Let’s start with the cover art for this album because it is a visual depiction of what you can expect from this album. If you don’t know the story behind the album art, it goes back to 1956. It was in February of 1956 that Martin Luther King, Jr. (27 at the time) was arrested during the Montgomery, Alabama bus boycotts. A mugshot of King was discovered in July 2004 by a deputy cleaning out a Sheriff’s Department storage room. Replace King’s face with Swift’s and you have the album cover. Just like MLK was a social activist demanding change and civil rights, R-Swift is on the same grind as he seeks to be a voice for his community. With this album, Swift hopes to Apply Pressure so as to effect change.

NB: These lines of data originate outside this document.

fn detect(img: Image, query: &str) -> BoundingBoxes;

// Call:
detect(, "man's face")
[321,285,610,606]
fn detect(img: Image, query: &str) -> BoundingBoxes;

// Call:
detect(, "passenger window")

When it comes to the music on this album, it can be summed up in a single word: R-A-W. It has been a while since we have heard R-Swift come this hard in his music and he doesn’t hold any punches. The album starts with a manifesto of sorts in the title track; it’s on this track that he says he’d rather be in chains (whether physical or metaphorical) for speaking freely so that people can be made aware of the prison that exists outside of the four walls of a prison cell. From that point forward the flood gate is open as he shares his heart, unafraid of being silenced for his words. In “Don’t Go” Swift takes on the role of an unborn child as he speaks against the ills of abortion and his desire to see people decide against it, even if it means personal sacrifice on the end of the expecting parent. “Dear Mr. President, Part 2″ is a follow-up to a track he released a few years ago on his Anthem album; it’s here that speaks on behalf of the people to President Obama. This is a very well done track that speaks toward being socially active in our communities, even as Christians.

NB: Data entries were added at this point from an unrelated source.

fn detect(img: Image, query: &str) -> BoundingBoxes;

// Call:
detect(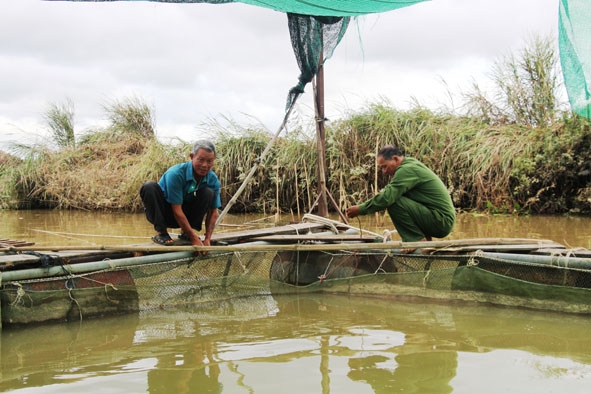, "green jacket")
[359,156,456,223]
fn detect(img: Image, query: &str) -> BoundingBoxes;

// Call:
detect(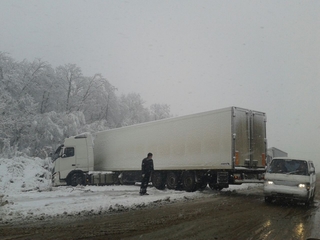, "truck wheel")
[70,172,84,186]
[152,172,165,190]
[166,172,179,189]
[264,197,273,203]
[182,171,197,192]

The vibe of this album is very soulful and in many ways is a throwback to the soul music that you’d find in the 70′s. Given the seriousness of the subject matter discussed on this album, it fits really well and allows for each bar to become very introspective for the listener. Even a song like “Raindrops” that you’d expect to be hype because of Social Club’s presence is toned down and leaves you wanting to hit repeat while you let the words make their way into your soul. Even the tracks that aren’t particularly soulful take you back to that East Coast boom bap era, which still fits right into the overall feel of the album.

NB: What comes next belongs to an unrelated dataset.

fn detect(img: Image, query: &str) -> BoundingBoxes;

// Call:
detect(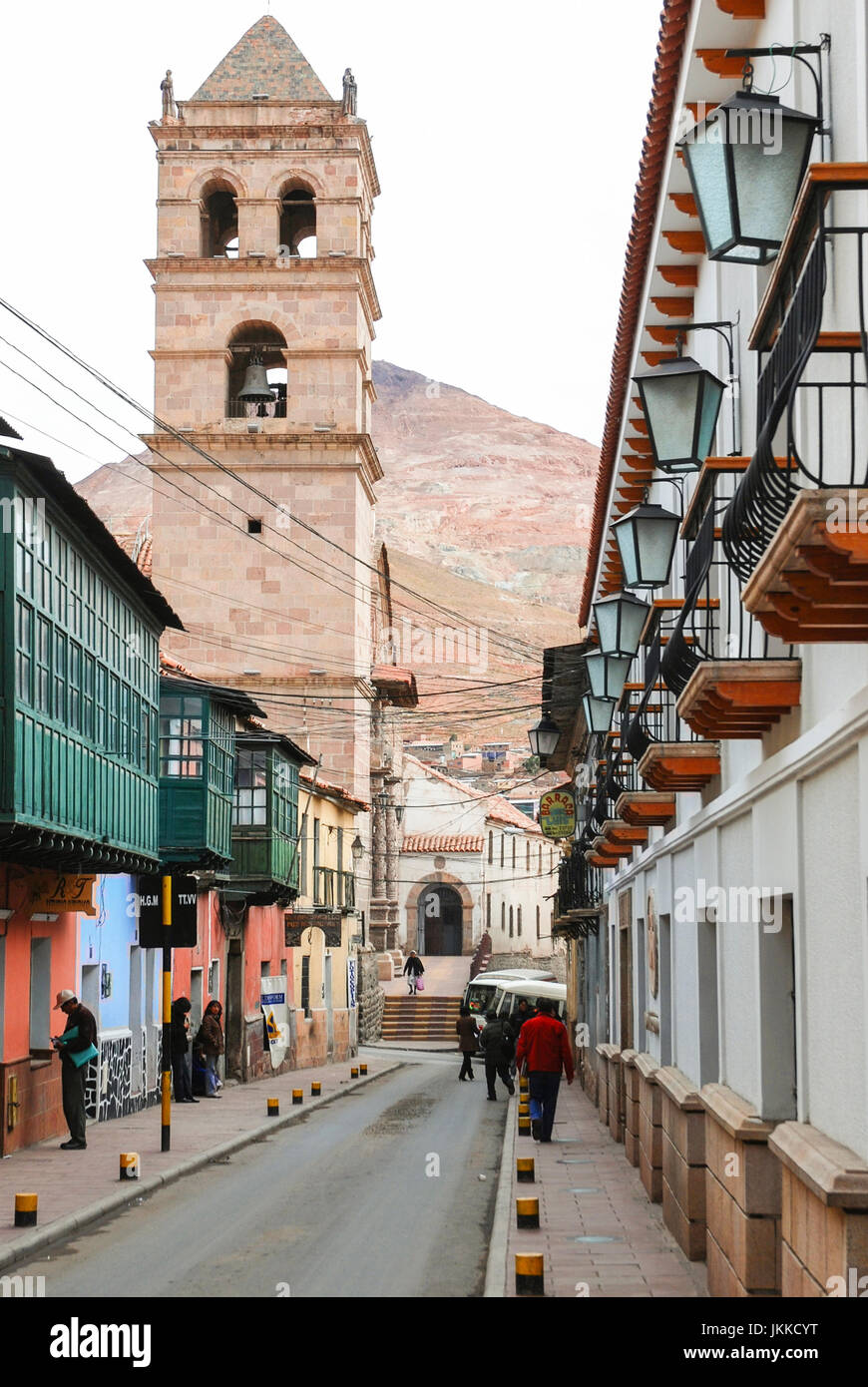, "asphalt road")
[15,1056,506,1298]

As a whole, R-Swift hits a home run with Apply Pressure. From top to bottom the content accomplishes its goal of applying pressure to your soul to effect spiritual and social change. You cannot listen to this album and not feel different. About the only thing you can complain about with this album is that it’s only 11 tracks (10 songs + an interlude), but even that’s not a problem. These are ten quality tracks with zero filler. If you want more, you simply spin the album again. This is the R-Swift that listeners became fans of, and it’s good to see that he’s still on top of his craft.